Kerry Taylor, who is the chair of W3C/OGC Spatial Data on the Web Working Group at the Australian Computer Science Week of Conference, is delivering a talk on Semantic Sensor Networks: The Internet of Things needs the Web of Data.

Please register via Australian Computer Science Week of Conference web site.

Abstract: Gartner said in December that smart cities will use 1.6 billion connected things in 2016 rising to 3.3 billion in 2018. Large scale sensor network systems are not only features of cities and consumer products; but also of the interlinked industries of agriculture, manufacturing, food and health care. The AIOTI alliance of the European Commission concluded in November that “The biggest challenge will be to overcome the fragmentation of vertically-oriented closed systems, architectures and application areas and move towards horizontal open systems and platforms that support multiple applications.” This reflects an environment where a great number of industry alliances and SDOs have formed with a vertical silo approach for service and data interoperability.
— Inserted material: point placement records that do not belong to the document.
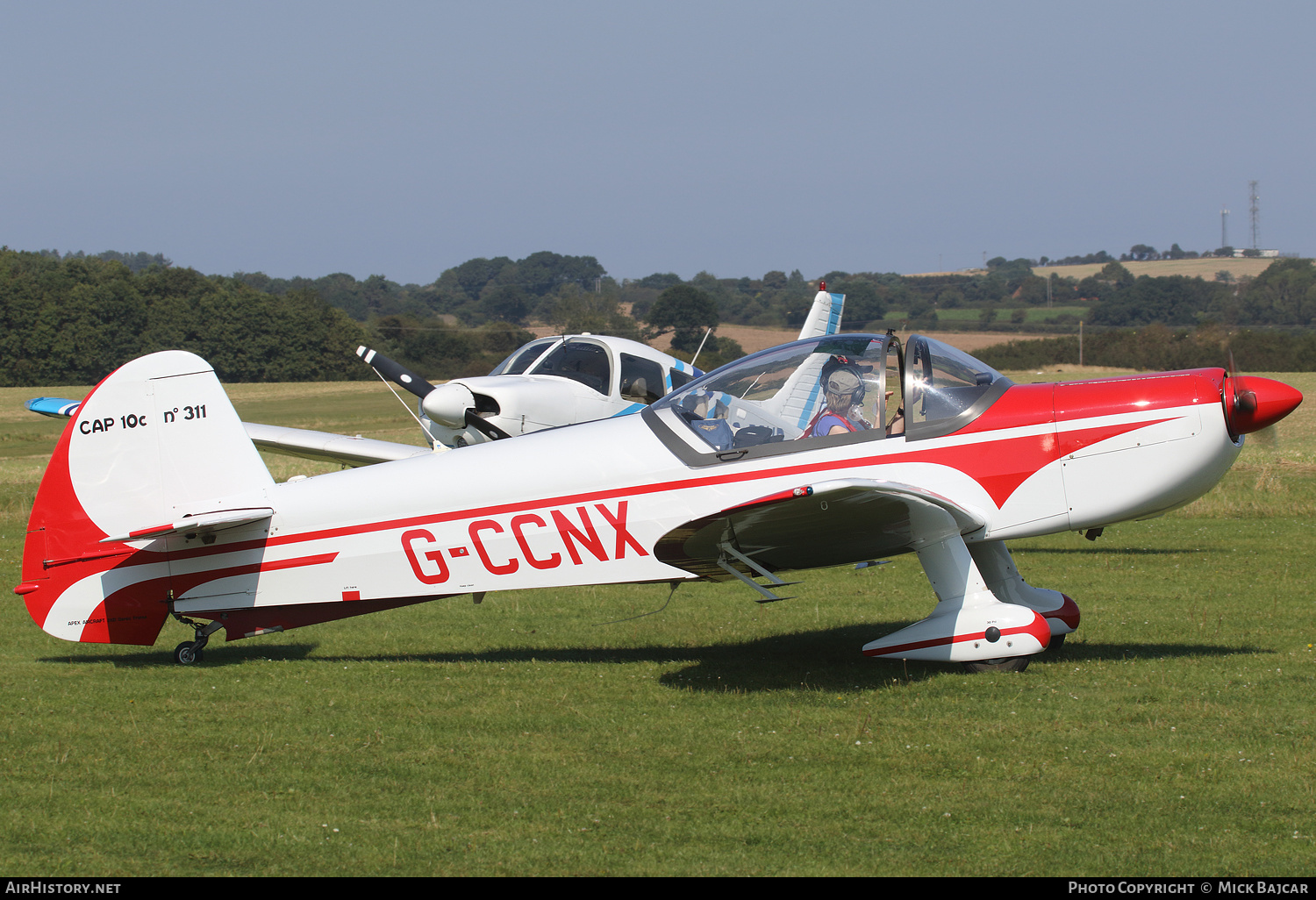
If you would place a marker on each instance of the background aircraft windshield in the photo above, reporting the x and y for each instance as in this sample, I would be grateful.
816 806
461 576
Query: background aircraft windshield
581 361
521 358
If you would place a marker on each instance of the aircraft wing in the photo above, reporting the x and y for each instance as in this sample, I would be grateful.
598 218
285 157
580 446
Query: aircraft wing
325 446
823 524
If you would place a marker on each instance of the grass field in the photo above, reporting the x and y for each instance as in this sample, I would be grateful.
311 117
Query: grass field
965 315
534 734
1205 268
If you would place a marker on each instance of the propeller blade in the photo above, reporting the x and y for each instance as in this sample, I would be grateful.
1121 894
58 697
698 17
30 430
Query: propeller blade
1253 403
395 371
484 426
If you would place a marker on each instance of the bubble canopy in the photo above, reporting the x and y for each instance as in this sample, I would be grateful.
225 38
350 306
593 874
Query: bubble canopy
839 389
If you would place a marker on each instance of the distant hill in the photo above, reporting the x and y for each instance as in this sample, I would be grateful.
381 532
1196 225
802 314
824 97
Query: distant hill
1205 268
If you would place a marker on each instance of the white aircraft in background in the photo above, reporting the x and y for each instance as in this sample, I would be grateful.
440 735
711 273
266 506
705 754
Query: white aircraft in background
561 381
547 383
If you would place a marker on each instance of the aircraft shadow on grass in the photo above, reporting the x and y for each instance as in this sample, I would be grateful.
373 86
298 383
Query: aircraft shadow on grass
820 660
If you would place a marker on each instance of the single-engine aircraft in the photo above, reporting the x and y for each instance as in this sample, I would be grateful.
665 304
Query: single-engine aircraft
547 383
561 381
155 503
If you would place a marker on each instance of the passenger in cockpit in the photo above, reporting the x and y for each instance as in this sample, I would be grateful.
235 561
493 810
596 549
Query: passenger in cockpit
842 386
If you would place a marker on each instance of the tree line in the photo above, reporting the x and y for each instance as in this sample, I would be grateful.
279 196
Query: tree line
74 318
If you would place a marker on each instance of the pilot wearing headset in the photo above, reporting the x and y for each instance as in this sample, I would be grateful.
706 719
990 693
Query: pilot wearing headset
842 386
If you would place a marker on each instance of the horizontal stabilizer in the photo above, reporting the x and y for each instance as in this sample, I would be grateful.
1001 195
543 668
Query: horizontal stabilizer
53 407
325 446
203 524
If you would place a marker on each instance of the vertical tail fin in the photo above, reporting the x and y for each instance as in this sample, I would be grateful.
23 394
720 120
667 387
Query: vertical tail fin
154 442
824 316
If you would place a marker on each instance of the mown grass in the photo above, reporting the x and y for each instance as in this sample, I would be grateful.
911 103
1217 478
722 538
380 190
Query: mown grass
536 734
966 315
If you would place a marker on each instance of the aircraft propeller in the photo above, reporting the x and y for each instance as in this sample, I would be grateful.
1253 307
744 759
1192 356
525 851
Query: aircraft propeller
1252 403
449 404
395 371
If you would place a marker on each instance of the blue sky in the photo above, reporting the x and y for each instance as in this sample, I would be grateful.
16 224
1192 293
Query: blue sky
402 139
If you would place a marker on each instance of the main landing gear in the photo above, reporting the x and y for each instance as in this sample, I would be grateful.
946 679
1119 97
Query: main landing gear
986 618
194 652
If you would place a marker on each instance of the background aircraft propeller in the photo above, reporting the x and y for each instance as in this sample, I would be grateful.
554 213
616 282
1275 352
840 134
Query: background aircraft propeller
450 404
395 371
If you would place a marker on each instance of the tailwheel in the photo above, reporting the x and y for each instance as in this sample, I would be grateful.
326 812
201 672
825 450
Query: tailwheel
1007 665
189 653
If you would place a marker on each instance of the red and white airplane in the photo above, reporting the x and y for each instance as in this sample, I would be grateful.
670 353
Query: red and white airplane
829 450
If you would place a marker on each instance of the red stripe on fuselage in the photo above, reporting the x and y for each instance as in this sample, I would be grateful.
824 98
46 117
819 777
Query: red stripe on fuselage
1000 466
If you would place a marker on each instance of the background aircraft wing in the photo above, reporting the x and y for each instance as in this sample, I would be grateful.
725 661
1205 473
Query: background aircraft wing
829 523
325 446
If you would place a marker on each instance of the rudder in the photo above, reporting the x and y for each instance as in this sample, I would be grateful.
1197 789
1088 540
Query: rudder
155 441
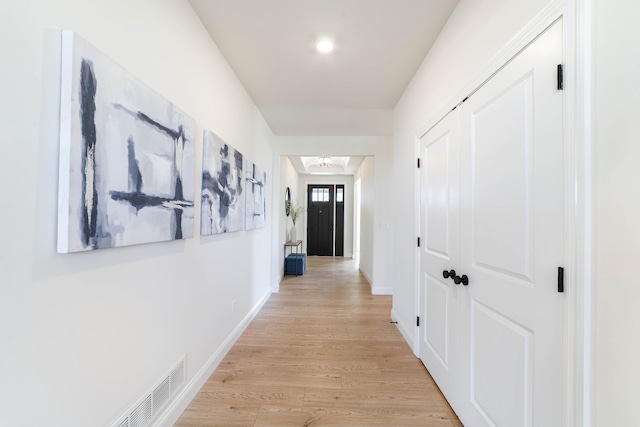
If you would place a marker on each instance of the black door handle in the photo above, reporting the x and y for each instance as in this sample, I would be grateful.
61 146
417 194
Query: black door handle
446 274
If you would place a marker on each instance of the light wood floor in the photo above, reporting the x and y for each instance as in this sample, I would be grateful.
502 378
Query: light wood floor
322 352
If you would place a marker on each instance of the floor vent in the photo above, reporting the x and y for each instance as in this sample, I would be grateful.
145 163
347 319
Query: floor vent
151 404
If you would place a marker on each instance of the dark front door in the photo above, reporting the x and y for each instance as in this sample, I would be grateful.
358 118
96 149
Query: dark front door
320 220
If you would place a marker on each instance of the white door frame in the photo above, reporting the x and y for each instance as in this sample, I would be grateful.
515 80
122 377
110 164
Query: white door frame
579 166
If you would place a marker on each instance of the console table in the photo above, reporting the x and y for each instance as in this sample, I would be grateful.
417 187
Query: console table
297 245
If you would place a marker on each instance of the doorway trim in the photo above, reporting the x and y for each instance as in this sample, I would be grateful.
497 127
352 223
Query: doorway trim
579 329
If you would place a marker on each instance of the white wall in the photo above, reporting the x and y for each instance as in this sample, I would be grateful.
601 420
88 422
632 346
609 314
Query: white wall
288 178
474 34
618 207
365 174
84 335
381 150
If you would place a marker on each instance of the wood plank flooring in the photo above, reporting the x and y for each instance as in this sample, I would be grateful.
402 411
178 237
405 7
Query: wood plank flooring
321 352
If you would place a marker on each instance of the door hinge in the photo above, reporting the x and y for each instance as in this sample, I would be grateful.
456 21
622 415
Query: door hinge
560 279
560 77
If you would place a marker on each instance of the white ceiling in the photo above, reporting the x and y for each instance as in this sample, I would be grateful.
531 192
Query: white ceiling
270 45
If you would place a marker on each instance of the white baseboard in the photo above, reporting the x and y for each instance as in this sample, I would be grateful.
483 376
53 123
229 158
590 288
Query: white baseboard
404 330
184 398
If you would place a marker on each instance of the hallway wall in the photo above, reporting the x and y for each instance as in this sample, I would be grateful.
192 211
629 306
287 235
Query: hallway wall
474 34
85 335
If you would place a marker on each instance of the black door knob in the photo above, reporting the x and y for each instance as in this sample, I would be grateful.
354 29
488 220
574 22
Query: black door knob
446 274
461 279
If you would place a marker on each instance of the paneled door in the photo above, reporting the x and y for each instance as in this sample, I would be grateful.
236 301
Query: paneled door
440 228
512 237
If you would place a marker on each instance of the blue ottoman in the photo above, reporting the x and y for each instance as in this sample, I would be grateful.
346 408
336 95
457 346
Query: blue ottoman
295 264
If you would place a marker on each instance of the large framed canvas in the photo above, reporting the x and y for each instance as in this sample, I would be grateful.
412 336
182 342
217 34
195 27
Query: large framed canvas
222 187
126 157
256 208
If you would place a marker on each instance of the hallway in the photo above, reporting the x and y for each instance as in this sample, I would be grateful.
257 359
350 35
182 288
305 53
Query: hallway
321 352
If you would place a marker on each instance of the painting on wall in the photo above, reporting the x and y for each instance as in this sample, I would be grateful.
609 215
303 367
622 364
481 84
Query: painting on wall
222 186
126 157
256 204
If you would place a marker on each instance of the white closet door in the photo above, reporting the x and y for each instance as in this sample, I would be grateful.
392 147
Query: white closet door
440 251
511 314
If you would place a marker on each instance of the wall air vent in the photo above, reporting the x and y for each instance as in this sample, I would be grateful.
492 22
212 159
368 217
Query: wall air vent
151 404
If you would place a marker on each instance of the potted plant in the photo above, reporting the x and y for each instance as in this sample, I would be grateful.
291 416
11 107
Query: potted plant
295 211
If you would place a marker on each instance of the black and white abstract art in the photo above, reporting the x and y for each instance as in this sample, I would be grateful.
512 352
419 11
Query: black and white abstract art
255 186
126 157
222 187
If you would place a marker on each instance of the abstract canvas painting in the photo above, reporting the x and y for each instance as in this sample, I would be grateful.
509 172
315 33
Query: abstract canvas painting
126 157
222 184
255 186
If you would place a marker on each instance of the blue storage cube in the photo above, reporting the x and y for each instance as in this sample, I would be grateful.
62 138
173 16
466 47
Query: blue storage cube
295 264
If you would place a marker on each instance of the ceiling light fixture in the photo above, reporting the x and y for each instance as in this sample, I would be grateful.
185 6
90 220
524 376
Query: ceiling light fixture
324 161
325 46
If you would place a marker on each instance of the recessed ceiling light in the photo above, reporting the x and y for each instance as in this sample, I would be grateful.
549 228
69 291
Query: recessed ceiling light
325 46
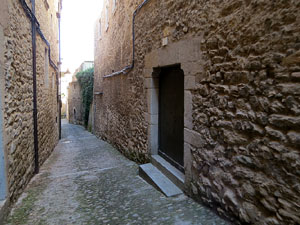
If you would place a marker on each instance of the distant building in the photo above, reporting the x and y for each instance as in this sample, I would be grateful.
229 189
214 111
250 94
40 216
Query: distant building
66 78
75 106
211 87
29 92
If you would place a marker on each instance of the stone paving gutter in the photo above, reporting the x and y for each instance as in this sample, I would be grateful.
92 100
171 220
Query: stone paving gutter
87 181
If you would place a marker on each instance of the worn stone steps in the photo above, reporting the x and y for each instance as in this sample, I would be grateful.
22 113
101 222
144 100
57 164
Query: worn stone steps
168 170
156 178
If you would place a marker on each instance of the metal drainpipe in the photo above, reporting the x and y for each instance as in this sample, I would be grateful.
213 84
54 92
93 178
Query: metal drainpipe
35 117
59 82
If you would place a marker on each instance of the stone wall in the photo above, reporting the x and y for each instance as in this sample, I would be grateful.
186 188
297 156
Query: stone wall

On the other hand, ontologies founded on description logic are one of the few success stories for decades of research in knowledge representation and are now standardised and widely used for horizontal data interoperability, in the framework called the Semantic Web or the Web of Data. Formal reasoning is at the heart of a growing number of deployed tools and applications for data interoperability within enterprises and across government.

The Semantic Sensor Networks ontology was originally developed by a collaboration hosted by the W3C in 2009, to describe aspects of sensor networks and sensor data that is needed for loosely-connected interoperability and interpretation at a level above communications networking. The ontology has now entered the standards track of the W3C and OGC through the joint Spatial Data on the Web Working Group. In this talk I will discuss the role of ontologies in the developing Internet of Things and my hopes for the SSN ontology in particular.

Bio: Kerry joined the Australian National University four weeks ago. For the previous six months she was working as a specialist at the Australian Bureau of Statistics after 20 years at CSIRO as a research scientist in the division now known as data61. Her research has focused on data and system integration in multidisciplinary contexts, and she has been working with semantic and sensor systems for at least ten years now. She has also worked as an IT professional in the consulting, publishing, and education industries and government.

Kerry holds a BSc Hons in Computer Science from UNSW 1983 and a PhD in Computer Science and Information Technology from the ANU in 1996. She is a Visiting Reader at the University of Surrey.